# Install Solr search engine

## Configure and start Solr

The example presents a configuration with a single core. For configuring Solr in other ways, including examples, see [Solr Cores and `solr.xml`](https://solr.apache.org/guide/7_7/solr-cores-and-solr-xml.html) and [core administration](https://cwiki.apache.org/confluence/display/solr/CoreAdmin).

### Download Solr files

Solr versions

Supported Solr versions are Solr 8 and 9. Using the most recent version of Solr is recommended.
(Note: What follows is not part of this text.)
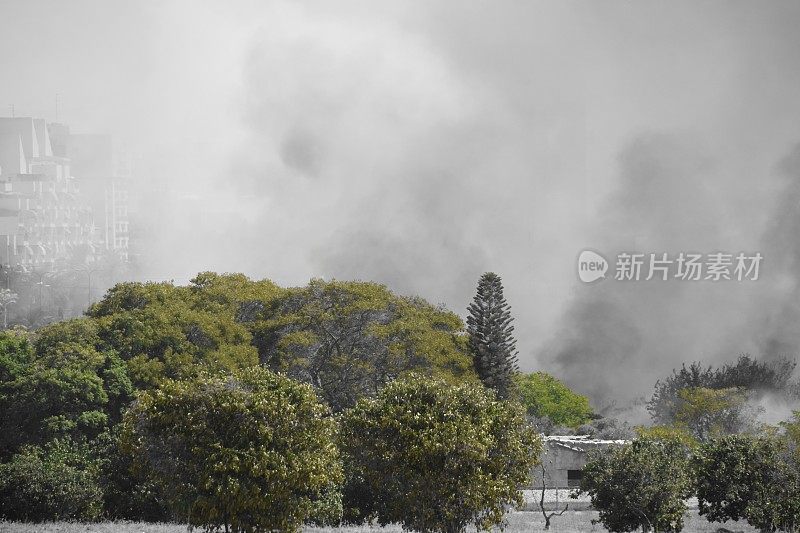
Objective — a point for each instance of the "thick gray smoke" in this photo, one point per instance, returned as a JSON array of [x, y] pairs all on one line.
[[420, 144]]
Download and extract Solr:

- [solr-8.11.2.tgz](https://www.apache.org/dyn/closer.lua/lucene/solr/8.11.2/solr-8.11.2.tgz) or [solr-8.11.2.zip](https://www.apache.org/dyn/closer.lua/lucene/solr/8.11.2/solr-8.11.2.zip)
- [solr-9.8.1.tgz](https://archive.apache.org/dist/solr/solr/9.8.1/solr-9.8.1.tgz)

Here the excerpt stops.